How to get a Patent for your Idea
by Jill Dow
Do you have a great new idea? Are you an aspiring new inventor? Are you scared someone might try to steal your idea or invention? Are you wondering if your idea or invention is even new? Would you like to know how to get a patent for your idea or invention? If so, please read on for answers to these common patent questions.
Invention patents are obtained through the U.S. Patent Office. All of the information needed for obtaining an invention patent and the patent filing procedures are listed at their website: uspto.gov. Here, you can download and file your patent application electronically.
Not everyone can obtain a patent for their inventions or ideas. If your invention has already been created, or if it is just an improvement of someone else’s patented invention, you cannot obtain a patent for it. You can do a patent search at uspto.gov to see if your idea has already been thought of.
When you’re ready to obtain a patent, you can either file yourself or get the help of a patent attorney. Patent attorneys are available anywhere, but make sure you find a reputable one because they can be quite expensive. You’ll also have to pay patent application fees when you file.
There are 3 different types of patents: utility, design, and plant. Each type of patent has a different application. The patent application should include the inventor, a description of the invention, what the invention does, drawings, charts, testimonials, and any other information about the invention. You must also submit the application fees upon filing.
Next, your patent application will be reviewed. The patent examiner will do a patent search to be sure your invention is unique. If he determines it is unique, you will get a patent. If it is not found to be unique, you will not receive the patent and you must argue against it or try to file again.

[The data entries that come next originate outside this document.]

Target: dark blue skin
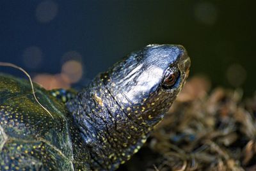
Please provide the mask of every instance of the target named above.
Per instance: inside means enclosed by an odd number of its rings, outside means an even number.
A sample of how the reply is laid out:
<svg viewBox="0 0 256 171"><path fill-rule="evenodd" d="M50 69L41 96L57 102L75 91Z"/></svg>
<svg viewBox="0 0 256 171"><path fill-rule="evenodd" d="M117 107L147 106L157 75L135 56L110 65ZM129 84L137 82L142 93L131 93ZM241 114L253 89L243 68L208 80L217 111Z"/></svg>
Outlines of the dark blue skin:
<svg viewBox="0 0 256 171"><path fill-rule="evenodd" d="M68 102L92 168L115 170L140 149L180 91L189 66L182 46L148 45Z"/></svg>
<svg viewBox="0 0 256 171"><path fill-rule="evenodd" d="M29 82L0 74L0 170L115 170L163 119L189 66L182 46L152 45L77 94L35 84L52 117Z"/></svg>

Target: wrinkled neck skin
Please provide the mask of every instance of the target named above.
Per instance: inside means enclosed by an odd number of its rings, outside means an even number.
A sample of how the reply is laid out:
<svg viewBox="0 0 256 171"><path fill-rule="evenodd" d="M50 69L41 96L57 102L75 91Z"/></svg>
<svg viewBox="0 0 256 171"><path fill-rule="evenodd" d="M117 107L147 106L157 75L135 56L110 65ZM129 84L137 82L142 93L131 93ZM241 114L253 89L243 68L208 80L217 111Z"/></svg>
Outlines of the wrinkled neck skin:
<svg viewBox="0 0 256 171"><path fill-rule="evenodd" d="M125 94L116 99L111 87L104 82L110 81L106 75L96 77L87 89L67 103L67 107L89 149L91 167L113 170L140 149L163 114L154 114L154 110L147 114L148 105L157 106L153 102L144 107L140 103L122 104ZM108 85L115 86L111 83ZM162 102L159 100L159 103ZM164 105L163 108L166 108ZM141 111L143 115L140 115Z"/></svg>

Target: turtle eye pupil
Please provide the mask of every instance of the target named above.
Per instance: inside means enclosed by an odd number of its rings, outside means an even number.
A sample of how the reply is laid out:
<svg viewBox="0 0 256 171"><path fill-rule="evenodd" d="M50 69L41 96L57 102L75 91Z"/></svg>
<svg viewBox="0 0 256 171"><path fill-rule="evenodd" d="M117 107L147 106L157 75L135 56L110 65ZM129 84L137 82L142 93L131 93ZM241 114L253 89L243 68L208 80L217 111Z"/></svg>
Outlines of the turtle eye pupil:
<svg viewBox="0 0 256 171"><path fill-rule="evenodd" d="M174 84L176 80L176 77L174 74L171 74L164 80L164 84L172 86Z"/></svg>

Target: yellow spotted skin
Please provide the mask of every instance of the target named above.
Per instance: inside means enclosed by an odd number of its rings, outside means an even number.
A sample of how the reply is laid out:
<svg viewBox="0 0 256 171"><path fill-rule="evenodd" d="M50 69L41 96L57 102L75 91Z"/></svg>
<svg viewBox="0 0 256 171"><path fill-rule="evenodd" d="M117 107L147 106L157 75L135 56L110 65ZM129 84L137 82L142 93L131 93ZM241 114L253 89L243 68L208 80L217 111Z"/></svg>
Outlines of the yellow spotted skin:
<svg viewBox="0 0 256 171"><path fill-rule="evenodd" d="M54 118L26 80L0 75L0 170L87 170L86 147L64 103L34 85Z"/></svg>
<svg viewBox="0 0 256 171"><path fill-rule="evenodd" d="M77 93L0 75L0 170L115 170L146 142L188 75L180 45L150 45Z"/></svg>

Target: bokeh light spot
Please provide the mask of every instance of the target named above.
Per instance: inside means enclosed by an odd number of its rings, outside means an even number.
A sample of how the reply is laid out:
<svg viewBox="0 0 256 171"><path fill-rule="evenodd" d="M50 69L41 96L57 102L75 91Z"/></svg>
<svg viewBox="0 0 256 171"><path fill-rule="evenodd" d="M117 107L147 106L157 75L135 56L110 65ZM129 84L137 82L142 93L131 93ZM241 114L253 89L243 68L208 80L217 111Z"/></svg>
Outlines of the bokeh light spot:
<svg viewBox="0 0 256 171"><path fill-rule="evenodd" d="M62 66L61 74L67 76L70 83L79 81L83 75L83 66L80 62L70 60Z"/></svg>
<svg viewBox="0 0 256 171"><path fill-rule="evenodd" d="M58 4L52 1L44 1L36 8L36 20L42 23L53 20L58 13Z"/></svg>
<svg viewBox="0 0 256 171"><path fill-rule="evenodd" d="M231 64L227 70L227 78L234 87L241 86L246 78L246 71L239 64Z"/></svg>
<svg viewBox="0 0 256 171"><path fill-rule="evenodd" d="M22 61L26 66L36 68L42 63L42 52L39 47L32 46L23 52Z"/></svg>
<svg viewBox="0 0 256 171"><path fill-rule="evenodd" d="M82 61L82 56L76 51L68 51L63 54L61 58L62 63L65 63L67 61L75 60L77 61Z"/></svg>
<svg viewBox="0 0 256 171"><path fill-rule="evenodd" d="M195 17L201 23L205 25L213 25L217 20L217 9L212 3L202 2L195 6Z"/></svg>

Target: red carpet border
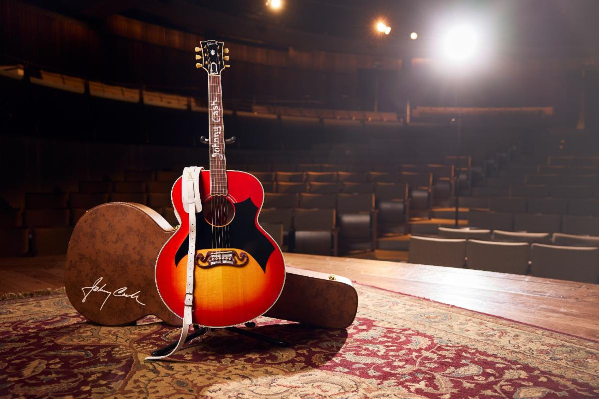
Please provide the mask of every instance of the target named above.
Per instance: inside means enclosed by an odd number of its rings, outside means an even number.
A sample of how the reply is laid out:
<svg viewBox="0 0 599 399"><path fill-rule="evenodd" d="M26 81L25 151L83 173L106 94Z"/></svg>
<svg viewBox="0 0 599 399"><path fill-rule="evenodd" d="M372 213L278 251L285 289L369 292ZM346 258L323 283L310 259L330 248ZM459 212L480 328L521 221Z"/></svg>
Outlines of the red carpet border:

Once you have the patent, be sure to get the help of an Invention Development Organization (IDO). An IDO will help you to market your idea and invention. They will also help you protect your invention and its patent by keeping a look out for copy cat inventors that will try to mimic your invention.
This is all of the basic information you need to know to obtain a patent for your idea. The U.S. patent office receives over 350,000 patent applications a year, so the application process for your patent idea can take a very long time. Be patient and remain optimistic. If you have a truly remarkable idea or invention your chances of obtaining a patent are excellent!